Kondakion des saints martyrs, ton 8
Par amour pour le Christ vous avez subi maints tourments, * saints Martyrs, et vous avez abattu les multiples faux-dieux; * détruisant toute erreur, vous avez triomphé par la puissance du Christ * et vous avez appris à chanter avec foi: * Alléluia, gloire à toi, ô Dieu.
ÉPÎTRE DU JOUR
I Cor. IV, 5-8
Ne jugez de rien avant le temps, jusqu’à ce que vienne le Seigneur, qui mettra en lumière ce qui est caché dans les ténèbres, et qui manifestera les desseins des cœurs. Alors chacun recevra de Dieu la louange qui lui sera due. C’est à cause de vous, frères, que j’ai fait de ces choses une application à ma personne et à celle d’Apollos, afin que vous appreniez en nos personnes à ne pas aller au delà de ce qui est écrit, et que nul de vous ne conçoive de l’orgueil en faveur de l’un contre l’autre. Car qui est-ce qui te distingue ? Qu’as-tu que tu n’aies reçu ? Et si tu l’as reçu, pourquoi te glorifies-tu, comme si tu ne l’avais pas reçu ? Déjà vous êtes rassasiés, déjà vous êtes riches, sans nous vous avez commencé à régner. Et puissiez-vous régner en effet, afin que nous aussi nous régnions avec vous !
ÉVANGILE DU JOUR
Matth. XIII, 44-54
Le royaume des cieux est encore semblable à un trésor caché dans un champ. L’homme qui l’a trouvé le cache ; et, dans sa joie, il va vendre tout ce qu’il a, et achète ce champ. Le royaume des cieux est encore semblable à un marchand qui cherche de belles perles. Il a trouvé une perle de grand prix; et il est allé vendre tout ce qu’il avait, et l’a achetée. Le royaume des cieux est encore semblable à un filet jeté dans la mer et ramassant des poissons de toute espèce. Quand il est rempli, les pêcheurs le tirent; et, après s’être assis sur le rivage, ils mettent dans des vases ce qui est bon, et ils jettent ce qui est mauvais. Il en sera de même à la fin du monde. Les anges viendront séparer les méchants d’avec les justes, et ils les jetteront dans la fournaise ardente, où il y aura des pleurs et des grincements de dents.
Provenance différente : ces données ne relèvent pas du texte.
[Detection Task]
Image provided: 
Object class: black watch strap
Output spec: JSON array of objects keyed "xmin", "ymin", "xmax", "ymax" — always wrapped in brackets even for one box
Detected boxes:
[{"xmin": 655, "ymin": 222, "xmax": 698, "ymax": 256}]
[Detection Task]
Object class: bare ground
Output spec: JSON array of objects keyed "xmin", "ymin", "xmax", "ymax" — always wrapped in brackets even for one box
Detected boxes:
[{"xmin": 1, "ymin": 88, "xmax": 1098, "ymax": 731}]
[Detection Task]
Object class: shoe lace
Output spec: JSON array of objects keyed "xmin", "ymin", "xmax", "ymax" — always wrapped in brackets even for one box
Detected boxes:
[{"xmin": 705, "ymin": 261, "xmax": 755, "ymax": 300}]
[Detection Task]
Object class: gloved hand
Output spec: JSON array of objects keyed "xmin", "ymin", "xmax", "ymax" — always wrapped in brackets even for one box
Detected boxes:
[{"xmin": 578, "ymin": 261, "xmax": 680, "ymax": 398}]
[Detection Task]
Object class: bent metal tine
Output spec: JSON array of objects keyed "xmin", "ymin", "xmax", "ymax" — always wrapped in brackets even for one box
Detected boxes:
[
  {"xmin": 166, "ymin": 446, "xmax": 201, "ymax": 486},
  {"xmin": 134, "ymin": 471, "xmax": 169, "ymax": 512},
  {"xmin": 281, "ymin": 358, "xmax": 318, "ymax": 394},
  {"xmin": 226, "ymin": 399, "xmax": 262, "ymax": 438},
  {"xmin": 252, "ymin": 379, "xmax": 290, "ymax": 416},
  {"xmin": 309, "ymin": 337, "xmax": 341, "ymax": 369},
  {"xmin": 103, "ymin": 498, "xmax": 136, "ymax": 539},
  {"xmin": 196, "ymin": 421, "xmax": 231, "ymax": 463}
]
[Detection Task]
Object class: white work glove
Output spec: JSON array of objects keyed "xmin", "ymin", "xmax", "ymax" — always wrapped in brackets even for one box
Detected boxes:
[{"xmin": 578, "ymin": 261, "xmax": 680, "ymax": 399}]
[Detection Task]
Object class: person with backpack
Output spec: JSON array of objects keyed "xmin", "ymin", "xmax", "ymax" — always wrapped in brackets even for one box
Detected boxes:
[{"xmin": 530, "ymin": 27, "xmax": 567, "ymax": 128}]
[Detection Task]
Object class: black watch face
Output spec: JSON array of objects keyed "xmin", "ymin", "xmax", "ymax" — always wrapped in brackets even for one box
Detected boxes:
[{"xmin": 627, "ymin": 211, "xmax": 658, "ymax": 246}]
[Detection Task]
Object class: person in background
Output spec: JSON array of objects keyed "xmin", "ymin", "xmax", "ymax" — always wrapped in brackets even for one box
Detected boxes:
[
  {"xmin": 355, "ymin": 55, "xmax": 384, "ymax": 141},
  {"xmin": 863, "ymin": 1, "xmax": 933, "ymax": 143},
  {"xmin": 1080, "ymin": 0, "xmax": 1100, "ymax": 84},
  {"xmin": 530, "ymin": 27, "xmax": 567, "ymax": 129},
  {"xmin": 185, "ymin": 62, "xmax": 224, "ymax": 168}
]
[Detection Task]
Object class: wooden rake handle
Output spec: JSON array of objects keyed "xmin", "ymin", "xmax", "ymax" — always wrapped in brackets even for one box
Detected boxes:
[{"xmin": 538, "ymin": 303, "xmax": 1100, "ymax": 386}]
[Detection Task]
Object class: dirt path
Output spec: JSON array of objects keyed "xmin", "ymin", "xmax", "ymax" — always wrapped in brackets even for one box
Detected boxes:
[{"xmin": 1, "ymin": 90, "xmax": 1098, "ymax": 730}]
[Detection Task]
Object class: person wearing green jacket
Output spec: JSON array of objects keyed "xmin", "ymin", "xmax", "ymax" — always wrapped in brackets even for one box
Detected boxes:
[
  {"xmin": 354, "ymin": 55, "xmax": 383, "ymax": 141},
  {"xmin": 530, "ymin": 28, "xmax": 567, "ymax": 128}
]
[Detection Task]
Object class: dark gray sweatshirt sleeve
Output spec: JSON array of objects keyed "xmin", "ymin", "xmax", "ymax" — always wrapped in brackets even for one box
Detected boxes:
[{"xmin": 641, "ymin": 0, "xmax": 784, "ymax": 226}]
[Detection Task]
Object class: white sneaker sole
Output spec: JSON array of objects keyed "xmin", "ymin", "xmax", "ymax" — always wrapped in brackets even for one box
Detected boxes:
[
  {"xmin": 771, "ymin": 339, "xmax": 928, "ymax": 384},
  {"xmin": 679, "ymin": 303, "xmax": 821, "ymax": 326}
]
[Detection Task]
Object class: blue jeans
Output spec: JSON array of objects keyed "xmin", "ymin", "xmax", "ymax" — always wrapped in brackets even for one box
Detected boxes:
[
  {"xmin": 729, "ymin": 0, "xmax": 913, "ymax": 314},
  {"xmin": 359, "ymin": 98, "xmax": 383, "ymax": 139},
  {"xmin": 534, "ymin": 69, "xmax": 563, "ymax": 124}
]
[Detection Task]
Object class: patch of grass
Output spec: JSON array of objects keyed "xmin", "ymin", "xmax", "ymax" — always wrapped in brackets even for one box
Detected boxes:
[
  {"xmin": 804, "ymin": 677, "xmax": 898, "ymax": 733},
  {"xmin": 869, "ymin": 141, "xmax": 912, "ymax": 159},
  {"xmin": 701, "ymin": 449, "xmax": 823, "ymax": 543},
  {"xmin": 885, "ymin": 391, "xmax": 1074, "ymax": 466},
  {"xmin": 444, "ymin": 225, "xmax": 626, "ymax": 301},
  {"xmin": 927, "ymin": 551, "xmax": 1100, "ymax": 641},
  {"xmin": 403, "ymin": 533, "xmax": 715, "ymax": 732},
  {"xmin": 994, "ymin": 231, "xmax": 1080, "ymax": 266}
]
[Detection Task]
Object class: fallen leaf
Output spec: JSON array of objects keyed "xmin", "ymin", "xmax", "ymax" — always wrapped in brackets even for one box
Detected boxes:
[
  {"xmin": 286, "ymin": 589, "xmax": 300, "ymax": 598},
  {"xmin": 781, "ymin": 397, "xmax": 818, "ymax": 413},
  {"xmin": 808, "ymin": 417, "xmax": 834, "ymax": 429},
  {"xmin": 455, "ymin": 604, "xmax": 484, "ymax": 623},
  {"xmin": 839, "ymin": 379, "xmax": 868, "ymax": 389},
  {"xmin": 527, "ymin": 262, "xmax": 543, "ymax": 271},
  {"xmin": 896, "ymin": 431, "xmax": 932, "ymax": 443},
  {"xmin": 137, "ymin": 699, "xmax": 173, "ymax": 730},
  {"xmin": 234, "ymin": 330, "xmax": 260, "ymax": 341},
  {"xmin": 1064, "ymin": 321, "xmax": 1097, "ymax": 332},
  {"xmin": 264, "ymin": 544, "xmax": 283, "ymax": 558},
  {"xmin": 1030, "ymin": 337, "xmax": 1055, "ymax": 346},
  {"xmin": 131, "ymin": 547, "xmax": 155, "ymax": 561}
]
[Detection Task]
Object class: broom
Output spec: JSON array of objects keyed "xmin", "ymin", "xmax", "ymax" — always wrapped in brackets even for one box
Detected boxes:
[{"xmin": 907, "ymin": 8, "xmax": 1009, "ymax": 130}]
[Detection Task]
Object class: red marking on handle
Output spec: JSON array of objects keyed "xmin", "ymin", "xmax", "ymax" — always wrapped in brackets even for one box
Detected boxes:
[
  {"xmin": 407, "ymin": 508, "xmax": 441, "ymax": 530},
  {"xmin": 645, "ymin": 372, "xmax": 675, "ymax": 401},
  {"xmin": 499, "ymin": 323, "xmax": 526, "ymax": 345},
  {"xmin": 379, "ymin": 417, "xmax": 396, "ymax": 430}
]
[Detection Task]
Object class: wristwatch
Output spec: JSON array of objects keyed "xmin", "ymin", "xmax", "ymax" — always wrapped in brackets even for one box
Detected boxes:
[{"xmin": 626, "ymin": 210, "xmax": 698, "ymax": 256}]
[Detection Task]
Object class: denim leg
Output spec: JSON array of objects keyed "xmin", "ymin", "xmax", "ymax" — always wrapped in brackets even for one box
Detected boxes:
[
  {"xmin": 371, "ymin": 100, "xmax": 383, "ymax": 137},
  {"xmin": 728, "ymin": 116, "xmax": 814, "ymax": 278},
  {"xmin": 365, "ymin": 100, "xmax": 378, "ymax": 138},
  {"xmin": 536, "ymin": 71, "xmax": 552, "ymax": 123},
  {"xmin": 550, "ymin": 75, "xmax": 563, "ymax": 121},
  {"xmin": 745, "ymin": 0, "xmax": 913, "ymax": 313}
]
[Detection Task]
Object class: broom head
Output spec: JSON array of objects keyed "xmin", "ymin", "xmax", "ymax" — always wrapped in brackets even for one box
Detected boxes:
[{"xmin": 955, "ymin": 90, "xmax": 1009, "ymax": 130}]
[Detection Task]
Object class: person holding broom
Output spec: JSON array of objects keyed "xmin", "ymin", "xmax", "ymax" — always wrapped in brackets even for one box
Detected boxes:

Avez-vous compris toutes ces choses? -Oui, répondirent-ils. Et il leur dit: C’est pourquoi, tout scribe instruit de ce qui regarde le royaume des cieux est semblable à un maître de maison qui tire de son trésor des choses nouvelles et des choses anciennes. Lorsque Jésus eut achevé ces paraboles, il partit de là. S’étant rendu dans sa patrie, il enseignait dans la synagogue, de sorte que ceux qui l’entendirent étaient étonnés et disaient: D’où lui viennent cette sagesse et ces miracles?